Shortly thereafter fueled by Wall Street the major health insurance companies went on a acquisition binge of these sleepy, capital constrained community based health plans. This consolidation orgy created a legal bonanza via a new industry of for-profit conversions of community based health plans, the behemoths of which included many of the Blue Cross/Blue Shield licensees. During the ‘urge to merge‘ imperative the seminal transaction was likely the for profit conversion of Blue Cross of California under the stewardship of health wonk Leonard Schaeffer (former Administrator of HCFA – the predecessor agency to CMS). Blue Cross of California was then to serve as the founding member of the for-profit WellPoint empire now re-branded and operating as Anthem, Inc.
As simple and narrow as HMO (alternative delivery system model) charge was then, it pales in comparison to the charge and expectations placed on the nascent and fragile CO-OP industry. Not only are CO-OPs to stand up entities that provides non-profit, community based alternatives in a competitively vetted, comparably priced tiered benefits package for exchange facilitated marketplaces, they are to do this while the hospital, physician and a health plan communities are rapidly consolidating to gain scale and thus pricing leverage.
Bottom Line
The health insurance industry is a complex and some would argue ‘protected‘ industry (see: McCarran–Ferguson Act) that challenges even best-of-breed leadership (Mark Bertolini, Bruce Broussard et al) to sustainably operate their business as profitable enterprises during the volume to value shift. Witness the ‘urge to merge‘ amidst the majors, i.e., Aetna’s proposed acquisition of Humana, and Anthem’s proposed acquisition of Cigna, both recently challenged by the Department of Justice, and both rationalized by the need for scale to achieve the operating results expected by their investors.
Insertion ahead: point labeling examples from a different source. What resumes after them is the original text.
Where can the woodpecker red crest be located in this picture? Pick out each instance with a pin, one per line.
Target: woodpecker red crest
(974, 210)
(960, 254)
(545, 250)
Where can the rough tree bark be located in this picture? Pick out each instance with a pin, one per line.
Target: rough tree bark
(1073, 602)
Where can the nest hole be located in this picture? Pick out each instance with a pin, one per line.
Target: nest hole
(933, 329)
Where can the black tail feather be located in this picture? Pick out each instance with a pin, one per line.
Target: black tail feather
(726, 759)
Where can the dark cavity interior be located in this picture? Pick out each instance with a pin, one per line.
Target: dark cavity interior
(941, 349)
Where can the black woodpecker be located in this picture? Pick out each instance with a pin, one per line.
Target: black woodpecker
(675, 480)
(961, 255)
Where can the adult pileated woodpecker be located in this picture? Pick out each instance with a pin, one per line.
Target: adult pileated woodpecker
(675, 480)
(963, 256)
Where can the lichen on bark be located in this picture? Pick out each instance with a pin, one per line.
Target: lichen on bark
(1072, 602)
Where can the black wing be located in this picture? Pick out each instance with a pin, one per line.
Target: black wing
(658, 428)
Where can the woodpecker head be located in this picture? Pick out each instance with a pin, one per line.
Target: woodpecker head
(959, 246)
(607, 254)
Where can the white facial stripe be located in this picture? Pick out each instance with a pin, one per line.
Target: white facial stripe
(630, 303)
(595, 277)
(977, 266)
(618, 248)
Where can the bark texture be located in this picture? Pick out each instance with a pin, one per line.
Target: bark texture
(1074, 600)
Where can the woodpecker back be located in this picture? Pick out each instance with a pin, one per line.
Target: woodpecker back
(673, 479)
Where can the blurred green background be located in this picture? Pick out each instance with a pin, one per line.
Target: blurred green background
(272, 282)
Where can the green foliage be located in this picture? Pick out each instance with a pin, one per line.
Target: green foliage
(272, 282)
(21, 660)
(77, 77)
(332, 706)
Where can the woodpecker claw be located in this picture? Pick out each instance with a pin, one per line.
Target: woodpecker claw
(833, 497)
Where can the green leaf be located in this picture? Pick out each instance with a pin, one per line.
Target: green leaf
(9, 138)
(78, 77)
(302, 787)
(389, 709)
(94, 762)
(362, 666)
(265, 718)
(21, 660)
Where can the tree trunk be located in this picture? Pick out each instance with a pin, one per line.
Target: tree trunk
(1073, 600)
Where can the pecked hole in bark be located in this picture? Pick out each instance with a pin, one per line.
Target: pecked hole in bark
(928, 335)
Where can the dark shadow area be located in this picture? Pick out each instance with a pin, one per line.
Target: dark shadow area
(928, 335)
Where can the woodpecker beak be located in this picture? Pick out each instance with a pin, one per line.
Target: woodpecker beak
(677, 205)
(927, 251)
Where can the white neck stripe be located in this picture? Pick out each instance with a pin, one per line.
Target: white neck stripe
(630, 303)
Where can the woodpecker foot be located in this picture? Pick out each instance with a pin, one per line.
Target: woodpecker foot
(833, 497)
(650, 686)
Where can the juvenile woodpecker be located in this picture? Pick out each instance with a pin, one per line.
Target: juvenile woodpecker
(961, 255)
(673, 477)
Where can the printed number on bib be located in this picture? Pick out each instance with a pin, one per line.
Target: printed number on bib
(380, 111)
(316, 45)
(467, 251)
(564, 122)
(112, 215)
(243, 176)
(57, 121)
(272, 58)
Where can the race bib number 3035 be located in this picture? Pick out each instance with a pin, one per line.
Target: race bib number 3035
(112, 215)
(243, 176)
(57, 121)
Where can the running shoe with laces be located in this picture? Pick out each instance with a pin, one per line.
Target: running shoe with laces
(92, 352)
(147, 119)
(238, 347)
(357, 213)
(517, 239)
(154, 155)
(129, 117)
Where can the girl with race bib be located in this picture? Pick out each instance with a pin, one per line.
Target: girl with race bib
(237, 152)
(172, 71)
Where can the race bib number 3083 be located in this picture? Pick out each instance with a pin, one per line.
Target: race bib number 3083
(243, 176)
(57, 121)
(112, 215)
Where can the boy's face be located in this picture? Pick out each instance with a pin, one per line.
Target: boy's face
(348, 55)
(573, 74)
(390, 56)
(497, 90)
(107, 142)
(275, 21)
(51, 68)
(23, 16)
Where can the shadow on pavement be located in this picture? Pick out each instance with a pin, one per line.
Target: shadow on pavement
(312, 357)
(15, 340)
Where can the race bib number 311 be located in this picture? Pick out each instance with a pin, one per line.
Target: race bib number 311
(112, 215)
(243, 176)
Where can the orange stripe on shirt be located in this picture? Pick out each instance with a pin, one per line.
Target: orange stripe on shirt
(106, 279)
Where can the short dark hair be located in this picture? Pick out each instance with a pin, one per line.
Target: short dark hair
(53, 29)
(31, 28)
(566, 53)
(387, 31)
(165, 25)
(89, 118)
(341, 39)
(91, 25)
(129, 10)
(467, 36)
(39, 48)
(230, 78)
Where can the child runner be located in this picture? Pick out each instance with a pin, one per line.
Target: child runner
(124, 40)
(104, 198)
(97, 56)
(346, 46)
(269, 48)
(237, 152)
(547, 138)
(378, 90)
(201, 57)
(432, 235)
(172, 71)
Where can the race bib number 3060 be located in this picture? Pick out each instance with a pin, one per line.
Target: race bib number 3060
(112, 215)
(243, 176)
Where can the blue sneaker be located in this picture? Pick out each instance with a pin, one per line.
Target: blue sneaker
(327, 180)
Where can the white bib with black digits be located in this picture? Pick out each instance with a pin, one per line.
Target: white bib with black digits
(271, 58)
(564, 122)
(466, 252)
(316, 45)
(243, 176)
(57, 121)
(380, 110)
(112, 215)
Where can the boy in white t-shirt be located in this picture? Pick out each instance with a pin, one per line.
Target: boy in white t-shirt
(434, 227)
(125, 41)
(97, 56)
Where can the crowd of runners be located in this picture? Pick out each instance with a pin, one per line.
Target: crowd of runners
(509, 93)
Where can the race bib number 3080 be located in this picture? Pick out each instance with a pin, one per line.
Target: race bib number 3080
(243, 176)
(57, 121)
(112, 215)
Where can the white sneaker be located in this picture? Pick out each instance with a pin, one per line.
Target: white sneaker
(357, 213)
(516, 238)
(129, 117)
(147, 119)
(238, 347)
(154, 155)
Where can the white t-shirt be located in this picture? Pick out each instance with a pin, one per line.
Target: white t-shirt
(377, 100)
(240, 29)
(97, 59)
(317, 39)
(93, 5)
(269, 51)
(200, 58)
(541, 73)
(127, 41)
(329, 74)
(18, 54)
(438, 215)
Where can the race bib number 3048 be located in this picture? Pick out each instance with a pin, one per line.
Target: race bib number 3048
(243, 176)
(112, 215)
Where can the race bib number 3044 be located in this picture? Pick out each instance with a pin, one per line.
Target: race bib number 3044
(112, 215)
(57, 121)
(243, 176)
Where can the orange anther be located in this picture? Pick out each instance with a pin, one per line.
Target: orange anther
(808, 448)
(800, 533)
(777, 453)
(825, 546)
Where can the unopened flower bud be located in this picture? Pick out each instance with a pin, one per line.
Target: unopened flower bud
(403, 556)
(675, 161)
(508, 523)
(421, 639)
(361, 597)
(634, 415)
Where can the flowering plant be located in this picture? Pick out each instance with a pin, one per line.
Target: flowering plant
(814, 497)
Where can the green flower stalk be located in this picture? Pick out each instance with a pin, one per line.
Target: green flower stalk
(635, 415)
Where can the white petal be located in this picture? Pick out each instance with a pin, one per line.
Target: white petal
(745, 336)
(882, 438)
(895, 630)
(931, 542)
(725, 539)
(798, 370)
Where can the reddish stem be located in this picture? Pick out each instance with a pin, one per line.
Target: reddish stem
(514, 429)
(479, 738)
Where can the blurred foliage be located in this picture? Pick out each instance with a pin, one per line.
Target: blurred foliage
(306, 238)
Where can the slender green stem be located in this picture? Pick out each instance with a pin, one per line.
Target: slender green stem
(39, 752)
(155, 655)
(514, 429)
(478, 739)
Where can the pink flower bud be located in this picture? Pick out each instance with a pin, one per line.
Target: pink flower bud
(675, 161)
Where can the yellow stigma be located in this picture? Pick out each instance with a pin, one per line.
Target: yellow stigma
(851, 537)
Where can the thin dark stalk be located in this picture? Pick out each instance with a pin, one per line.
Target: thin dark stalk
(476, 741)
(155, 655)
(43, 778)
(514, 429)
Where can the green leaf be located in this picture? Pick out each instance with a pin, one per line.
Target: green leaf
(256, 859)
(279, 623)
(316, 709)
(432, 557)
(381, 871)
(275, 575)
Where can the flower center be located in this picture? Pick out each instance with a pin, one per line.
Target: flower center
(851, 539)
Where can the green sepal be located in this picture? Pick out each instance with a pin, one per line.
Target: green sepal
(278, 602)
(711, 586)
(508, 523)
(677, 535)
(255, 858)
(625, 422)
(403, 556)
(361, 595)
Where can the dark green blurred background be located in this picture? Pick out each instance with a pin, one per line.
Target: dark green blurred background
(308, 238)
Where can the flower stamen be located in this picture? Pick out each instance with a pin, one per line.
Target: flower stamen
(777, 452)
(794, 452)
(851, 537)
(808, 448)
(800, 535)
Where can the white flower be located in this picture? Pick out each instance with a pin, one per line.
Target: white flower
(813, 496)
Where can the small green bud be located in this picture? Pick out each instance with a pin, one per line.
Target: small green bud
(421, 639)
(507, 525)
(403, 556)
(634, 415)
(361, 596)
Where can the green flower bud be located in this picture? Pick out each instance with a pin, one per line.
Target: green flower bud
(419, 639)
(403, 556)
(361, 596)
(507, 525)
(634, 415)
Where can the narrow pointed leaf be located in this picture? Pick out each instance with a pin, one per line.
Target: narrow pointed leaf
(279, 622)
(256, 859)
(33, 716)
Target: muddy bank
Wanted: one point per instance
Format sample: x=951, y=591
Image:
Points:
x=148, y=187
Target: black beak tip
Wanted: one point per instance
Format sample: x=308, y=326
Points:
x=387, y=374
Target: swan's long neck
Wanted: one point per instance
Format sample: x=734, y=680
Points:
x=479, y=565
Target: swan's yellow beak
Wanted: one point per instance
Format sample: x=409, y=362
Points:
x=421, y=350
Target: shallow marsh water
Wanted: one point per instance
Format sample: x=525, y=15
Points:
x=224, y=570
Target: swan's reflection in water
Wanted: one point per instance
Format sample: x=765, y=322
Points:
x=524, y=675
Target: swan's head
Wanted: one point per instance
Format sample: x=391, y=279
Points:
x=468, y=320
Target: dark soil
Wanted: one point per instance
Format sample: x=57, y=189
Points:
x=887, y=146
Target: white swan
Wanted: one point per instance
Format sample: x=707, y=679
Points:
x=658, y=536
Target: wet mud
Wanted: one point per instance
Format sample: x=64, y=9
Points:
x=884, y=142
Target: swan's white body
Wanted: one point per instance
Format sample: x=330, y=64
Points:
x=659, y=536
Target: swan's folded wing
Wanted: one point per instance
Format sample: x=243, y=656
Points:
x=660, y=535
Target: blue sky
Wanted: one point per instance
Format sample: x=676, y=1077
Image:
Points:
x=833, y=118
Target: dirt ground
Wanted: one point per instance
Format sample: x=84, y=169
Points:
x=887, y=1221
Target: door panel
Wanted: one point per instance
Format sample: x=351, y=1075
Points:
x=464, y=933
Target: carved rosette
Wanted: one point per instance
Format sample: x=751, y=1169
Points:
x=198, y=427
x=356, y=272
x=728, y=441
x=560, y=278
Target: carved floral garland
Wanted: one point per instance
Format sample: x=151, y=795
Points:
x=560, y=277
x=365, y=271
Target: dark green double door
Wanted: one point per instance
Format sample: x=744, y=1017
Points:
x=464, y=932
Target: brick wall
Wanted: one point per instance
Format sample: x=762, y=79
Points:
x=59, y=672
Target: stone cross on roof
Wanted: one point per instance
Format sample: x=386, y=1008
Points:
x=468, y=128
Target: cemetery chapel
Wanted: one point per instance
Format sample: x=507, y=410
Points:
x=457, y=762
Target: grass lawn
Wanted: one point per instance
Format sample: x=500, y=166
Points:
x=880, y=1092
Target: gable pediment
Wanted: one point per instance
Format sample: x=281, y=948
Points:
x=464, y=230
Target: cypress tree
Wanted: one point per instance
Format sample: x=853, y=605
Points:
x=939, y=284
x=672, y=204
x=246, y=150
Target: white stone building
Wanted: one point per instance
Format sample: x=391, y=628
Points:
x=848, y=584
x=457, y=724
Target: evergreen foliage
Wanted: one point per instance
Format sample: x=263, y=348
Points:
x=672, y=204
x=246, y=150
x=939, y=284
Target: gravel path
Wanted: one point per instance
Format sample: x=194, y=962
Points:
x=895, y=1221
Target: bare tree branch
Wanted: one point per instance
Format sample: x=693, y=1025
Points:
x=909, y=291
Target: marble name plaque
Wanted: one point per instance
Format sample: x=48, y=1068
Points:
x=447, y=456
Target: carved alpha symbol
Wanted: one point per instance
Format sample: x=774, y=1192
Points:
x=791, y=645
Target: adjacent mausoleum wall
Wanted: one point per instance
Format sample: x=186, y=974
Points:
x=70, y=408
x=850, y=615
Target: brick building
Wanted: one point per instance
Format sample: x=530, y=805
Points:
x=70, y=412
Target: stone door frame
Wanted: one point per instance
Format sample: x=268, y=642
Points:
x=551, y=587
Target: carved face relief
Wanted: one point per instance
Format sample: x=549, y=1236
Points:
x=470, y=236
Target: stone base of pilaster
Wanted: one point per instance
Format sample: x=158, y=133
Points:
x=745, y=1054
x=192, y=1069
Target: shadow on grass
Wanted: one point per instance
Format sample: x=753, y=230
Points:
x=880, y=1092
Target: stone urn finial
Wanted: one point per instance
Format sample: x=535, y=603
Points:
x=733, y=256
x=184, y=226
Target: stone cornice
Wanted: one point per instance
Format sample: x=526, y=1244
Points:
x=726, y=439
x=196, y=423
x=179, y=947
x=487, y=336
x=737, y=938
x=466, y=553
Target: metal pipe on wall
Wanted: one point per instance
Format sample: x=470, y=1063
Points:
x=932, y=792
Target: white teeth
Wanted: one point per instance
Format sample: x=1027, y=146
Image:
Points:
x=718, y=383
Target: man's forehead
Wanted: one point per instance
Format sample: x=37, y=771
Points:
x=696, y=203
As to ACO implications, clearly there are some. It’s hard to predict the rate of legal and clinical integration and the seamless care coordination and commitment to quality envisioned by 2nd or 3rd generation ACOs (typically risk bearing) or any of their derivative plays as exchanges become the de-facto market place for small group and individual offerings, but the handwriting is clearly on the wall.
So as some of us point to the CO-OP failure rate as another example of ACA over-reach via fundamentally flawed legislation and thus cause for repeal or re-entrenchment from the law, it may be helpful to historically gauge the nature of their challenge AND the market conditions in which they operate. A little humility can go long way here.